Assessment of the variational quantum eigensolver: application to the Heisenberg model

TL;DR

This paper evaluates the variational quantum eigensolver's effectiveness in calculating the ground state energy of the Heisenberg model, demonstrating promising results with large-scale simulations and potential for future quantum computers.

Contribution

It provides a comprehensive analysis of ansatz choices, initial states, and optimization methods, highlighting the method's scalability and accuracy in simulating quantum many-body systems.

Findings

Low-depth circuits effectively exploit the Néel state.

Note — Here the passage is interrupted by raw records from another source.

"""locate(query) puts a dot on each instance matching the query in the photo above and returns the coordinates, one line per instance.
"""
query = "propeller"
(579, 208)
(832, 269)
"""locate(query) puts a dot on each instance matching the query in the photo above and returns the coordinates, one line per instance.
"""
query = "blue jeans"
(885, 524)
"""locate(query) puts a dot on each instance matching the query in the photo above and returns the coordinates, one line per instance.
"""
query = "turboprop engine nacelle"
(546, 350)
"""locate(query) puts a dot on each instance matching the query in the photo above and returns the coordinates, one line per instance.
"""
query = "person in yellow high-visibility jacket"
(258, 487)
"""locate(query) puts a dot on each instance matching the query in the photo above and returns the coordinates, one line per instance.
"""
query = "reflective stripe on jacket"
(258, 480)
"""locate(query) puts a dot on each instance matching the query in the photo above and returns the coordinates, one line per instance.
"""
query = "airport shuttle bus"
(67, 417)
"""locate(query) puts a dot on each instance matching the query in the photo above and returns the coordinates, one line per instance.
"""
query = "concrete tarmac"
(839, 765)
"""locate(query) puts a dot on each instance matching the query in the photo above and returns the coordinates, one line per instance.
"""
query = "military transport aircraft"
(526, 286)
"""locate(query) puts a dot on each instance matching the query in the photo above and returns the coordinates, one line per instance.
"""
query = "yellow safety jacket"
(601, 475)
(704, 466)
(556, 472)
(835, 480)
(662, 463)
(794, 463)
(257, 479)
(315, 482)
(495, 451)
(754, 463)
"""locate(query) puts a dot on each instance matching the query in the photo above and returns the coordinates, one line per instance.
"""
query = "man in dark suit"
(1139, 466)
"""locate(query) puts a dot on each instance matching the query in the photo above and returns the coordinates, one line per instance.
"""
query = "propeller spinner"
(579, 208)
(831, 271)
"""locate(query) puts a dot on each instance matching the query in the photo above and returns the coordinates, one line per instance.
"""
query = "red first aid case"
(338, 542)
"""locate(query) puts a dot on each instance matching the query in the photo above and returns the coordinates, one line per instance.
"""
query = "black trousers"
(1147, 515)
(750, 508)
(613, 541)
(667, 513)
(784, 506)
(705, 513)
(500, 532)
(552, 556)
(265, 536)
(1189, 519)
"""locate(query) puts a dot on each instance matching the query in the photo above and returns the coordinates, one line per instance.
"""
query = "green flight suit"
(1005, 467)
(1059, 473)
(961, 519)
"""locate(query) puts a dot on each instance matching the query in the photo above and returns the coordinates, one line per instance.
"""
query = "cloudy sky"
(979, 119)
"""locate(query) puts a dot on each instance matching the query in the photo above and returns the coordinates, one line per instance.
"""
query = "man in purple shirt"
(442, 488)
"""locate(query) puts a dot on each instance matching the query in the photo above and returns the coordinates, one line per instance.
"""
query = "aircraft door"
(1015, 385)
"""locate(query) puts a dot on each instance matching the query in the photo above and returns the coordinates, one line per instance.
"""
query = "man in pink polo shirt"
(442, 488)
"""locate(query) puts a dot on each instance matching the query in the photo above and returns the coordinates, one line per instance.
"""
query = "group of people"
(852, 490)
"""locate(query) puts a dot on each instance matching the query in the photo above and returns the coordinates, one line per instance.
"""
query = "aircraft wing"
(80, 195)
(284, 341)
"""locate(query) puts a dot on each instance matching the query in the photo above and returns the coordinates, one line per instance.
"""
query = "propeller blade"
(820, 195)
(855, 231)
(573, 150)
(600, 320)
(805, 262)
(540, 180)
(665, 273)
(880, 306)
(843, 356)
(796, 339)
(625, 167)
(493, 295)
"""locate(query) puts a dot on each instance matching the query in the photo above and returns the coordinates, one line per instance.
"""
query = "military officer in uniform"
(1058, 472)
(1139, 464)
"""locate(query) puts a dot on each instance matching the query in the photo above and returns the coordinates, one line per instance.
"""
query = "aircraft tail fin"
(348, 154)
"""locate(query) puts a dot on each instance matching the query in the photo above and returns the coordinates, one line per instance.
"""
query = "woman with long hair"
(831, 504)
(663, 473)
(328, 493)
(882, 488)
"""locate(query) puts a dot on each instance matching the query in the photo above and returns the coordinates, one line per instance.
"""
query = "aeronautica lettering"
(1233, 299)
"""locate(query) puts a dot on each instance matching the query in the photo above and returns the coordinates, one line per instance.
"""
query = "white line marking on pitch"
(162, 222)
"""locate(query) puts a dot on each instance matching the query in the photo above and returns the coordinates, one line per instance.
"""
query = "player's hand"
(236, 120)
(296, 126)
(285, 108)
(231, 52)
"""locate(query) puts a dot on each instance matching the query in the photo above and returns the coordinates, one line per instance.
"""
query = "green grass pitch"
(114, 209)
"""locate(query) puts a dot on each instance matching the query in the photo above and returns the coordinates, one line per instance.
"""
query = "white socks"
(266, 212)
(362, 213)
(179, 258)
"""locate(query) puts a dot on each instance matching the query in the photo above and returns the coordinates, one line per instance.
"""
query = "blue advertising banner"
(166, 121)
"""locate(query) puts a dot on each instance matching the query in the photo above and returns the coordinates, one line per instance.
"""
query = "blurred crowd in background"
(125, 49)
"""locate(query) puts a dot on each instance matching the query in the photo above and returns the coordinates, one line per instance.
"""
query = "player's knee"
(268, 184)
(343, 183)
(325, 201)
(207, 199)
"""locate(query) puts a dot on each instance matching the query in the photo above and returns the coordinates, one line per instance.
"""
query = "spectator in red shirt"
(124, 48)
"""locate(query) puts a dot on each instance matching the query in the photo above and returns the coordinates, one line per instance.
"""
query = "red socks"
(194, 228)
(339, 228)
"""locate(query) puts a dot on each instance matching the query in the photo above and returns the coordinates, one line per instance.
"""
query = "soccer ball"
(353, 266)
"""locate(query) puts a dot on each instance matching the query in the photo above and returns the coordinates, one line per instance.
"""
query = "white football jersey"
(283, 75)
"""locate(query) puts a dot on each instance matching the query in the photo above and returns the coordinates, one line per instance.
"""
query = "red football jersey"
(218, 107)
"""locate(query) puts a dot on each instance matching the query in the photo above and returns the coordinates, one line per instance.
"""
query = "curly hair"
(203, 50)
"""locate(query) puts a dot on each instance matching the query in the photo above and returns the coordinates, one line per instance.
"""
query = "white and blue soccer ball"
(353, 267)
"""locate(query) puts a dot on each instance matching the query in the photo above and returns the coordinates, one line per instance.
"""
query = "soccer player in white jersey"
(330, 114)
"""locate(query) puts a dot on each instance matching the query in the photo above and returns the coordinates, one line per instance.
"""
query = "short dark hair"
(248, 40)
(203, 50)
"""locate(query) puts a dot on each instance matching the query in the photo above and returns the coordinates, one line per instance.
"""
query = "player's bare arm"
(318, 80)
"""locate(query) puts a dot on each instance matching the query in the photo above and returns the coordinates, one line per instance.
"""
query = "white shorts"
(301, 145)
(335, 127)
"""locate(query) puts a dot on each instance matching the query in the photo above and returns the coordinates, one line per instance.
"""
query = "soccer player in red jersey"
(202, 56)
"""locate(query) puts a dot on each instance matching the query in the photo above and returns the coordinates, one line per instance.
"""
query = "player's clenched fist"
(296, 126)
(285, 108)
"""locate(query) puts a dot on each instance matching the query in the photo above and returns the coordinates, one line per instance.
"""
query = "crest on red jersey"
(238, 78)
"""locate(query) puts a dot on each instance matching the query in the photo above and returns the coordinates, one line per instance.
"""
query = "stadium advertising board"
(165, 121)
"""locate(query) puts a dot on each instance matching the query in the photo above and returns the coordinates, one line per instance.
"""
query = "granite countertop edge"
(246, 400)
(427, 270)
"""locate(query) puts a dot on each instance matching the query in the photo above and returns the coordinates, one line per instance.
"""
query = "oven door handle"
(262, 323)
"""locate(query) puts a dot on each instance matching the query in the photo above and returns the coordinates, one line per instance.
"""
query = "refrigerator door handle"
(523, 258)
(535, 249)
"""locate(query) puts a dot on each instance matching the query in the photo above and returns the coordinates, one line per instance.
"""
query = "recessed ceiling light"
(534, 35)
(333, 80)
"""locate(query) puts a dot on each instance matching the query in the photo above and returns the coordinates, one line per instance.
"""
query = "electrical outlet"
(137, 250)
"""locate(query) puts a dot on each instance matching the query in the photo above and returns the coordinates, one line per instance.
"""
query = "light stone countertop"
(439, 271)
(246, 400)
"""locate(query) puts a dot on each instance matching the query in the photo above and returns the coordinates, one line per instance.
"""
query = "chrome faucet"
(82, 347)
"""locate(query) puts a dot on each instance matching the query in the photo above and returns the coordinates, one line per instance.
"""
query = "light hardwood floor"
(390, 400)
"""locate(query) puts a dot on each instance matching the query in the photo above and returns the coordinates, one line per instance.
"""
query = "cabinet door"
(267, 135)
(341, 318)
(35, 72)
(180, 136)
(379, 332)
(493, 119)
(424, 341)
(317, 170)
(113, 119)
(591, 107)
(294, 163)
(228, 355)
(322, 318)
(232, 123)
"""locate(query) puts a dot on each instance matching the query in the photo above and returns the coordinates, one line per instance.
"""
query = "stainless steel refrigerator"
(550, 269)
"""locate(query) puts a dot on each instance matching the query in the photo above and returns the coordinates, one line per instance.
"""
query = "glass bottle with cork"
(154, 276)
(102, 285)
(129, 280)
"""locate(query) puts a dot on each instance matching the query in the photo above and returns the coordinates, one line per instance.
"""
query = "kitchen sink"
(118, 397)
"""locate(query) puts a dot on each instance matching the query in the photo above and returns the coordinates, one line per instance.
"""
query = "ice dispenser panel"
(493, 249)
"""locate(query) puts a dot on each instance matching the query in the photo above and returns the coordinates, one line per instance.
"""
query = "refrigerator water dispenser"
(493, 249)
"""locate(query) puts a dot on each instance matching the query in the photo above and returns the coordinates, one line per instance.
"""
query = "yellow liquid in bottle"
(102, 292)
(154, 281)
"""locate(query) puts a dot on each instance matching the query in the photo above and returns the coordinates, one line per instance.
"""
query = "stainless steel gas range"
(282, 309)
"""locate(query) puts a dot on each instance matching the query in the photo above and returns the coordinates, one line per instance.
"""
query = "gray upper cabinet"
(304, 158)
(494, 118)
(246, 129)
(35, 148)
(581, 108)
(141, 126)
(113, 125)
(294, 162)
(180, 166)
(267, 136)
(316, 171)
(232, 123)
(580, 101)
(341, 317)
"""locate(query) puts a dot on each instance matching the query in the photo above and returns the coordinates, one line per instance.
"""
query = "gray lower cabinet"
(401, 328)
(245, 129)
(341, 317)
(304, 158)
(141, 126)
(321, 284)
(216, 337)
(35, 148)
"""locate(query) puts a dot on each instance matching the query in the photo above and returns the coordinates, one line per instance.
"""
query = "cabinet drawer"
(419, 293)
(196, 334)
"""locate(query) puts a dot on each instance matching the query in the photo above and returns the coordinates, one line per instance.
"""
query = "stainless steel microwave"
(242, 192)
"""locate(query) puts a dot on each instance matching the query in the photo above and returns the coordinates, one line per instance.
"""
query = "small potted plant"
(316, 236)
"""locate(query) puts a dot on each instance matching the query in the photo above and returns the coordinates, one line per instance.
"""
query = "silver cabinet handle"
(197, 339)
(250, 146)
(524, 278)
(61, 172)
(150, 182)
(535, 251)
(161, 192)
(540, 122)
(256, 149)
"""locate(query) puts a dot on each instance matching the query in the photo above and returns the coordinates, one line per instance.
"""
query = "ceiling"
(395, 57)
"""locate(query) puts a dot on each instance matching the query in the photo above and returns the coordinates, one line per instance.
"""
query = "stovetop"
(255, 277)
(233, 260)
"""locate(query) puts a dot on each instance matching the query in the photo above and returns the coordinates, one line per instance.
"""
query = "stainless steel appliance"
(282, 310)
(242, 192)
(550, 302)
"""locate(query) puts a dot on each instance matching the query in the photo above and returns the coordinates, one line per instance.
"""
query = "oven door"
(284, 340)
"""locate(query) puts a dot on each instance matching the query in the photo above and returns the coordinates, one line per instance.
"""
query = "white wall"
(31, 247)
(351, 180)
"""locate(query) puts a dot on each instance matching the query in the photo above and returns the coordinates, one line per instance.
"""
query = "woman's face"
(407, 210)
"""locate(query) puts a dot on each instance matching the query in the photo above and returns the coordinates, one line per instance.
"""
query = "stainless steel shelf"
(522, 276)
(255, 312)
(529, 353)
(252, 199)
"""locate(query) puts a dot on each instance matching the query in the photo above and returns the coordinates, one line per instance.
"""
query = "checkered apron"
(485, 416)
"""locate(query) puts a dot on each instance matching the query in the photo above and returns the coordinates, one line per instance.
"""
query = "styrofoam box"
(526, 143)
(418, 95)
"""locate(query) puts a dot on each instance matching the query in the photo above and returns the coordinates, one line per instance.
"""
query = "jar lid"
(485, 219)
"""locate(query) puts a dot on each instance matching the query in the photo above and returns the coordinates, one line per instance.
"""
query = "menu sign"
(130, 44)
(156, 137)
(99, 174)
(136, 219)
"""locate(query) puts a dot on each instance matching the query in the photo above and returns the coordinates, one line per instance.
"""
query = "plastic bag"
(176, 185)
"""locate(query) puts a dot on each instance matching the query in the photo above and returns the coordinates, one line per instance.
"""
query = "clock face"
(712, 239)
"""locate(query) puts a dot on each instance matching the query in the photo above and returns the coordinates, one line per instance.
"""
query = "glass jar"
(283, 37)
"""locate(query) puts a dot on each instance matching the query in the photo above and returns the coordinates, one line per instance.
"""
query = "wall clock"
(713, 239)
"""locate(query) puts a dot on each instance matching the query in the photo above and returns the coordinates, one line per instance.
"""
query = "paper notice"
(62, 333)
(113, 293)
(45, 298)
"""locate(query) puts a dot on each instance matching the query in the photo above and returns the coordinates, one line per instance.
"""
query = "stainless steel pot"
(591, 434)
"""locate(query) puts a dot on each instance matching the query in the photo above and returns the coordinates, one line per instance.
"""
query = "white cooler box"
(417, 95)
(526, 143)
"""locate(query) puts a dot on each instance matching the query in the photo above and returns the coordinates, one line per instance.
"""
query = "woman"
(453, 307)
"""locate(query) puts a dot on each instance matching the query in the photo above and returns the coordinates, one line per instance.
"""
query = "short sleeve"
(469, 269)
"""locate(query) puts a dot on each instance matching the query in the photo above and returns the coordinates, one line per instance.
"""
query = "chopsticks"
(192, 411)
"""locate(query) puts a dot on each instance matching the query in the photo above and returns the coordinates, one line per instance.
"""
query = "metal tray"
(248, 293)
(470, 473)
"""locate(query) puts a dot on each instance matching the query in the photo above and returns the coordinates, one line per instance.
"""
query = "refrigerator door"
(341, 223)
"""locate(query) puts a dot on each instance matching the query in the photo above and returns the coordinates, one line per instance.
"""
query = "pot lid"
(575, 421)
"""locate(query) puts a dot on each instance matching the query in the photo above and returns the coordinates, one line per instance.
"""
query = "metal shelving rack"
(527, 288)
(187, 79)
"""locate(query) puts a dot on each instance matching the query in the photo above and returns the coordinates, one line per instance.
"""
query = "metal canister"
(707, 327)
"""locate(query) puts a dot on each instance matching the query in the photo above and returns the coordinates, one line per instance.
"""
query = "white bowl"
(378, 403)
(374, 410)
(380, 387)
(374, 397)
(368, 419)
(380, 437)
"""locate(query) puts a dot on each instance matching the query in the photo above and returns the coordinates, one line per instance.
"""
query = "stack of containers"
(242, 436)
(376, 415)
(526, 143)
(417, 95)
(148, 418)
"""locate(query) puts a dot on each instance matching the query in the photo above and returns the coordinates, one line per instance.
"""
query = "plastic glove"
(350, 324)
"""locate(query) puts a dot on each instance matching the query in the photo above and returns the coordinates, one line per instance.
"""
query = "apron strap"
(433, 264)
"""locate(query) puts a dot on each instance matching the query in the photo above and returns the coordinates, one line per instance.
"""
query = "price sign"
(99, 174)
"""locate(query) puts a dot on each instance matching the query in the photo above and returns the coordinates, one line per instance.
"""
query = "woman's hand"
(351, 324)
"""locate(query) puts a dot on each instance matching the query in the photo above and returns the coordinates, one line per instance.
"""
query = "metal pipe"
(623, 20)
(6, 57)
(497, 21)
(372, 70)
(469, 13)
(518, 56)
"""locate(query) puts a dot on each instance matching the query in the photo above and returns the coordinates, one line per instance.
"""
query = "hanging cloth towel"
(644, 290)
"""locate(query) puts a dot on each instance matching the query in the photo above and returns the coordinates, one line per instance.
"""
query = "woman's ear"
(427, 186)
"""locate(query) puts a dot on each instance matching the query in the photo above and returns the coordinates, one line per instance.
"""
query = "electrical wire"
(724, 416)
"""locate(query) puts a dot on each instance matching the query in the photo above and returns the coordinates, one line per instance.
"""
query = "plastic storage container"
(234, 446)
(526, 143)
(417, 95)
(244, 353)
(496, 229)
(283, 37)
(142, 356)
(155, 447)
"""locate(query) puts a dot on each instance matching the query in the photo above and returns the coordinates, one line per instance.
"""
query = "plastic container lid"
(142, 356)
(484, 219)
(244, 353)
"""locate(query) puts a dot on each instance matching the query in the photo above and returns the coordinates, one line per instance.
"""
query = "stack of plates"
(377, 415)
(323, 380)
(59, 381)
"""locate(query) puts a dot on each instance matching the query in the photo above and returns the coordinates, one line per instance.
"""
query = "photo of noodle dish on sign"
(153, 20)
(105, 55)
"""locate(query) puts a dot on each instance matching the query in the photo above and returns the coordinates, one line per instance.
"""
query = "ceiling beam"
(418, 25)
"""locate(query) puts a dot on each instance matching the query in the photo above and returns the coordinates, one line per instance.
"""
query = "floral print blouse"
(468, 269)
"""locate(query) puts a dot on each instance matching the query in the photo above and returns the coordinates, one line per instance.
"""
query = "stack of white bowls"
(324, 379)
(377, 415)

Extrapolation matches the Bethe ansatz for thermodynamic limit.

A 100-qubit quantum computer can achieve small error in energy calculation.

Abstract

We present and analyze large-scale simulation results of a hybrid quantum-classical variational method to calculate the ground state energy of the anti-ferromagnetic Heisenberg model. Using a massively parallel universal quantum computer simulator, we observe that a low-depth-circuit ansatz advantageously exploits the efficiently preparable N\'{e}el initial state, avoids potential barren plateaus, and works for both one- and two-dimensional lattices. The analysis reflects the decisive ingredients required for a simulation by comparing different ans\"{a}tze, initial parameters, and gradient-based versus gradient-free optimizers. Extrapolation to the thermodynamic limit accurately yields the analytical value for the ground state energy, given by the Bethe ansatz. We predict that a fully functional quantum computer with 100 qubits can calculate the ground state energy with a relatively small error.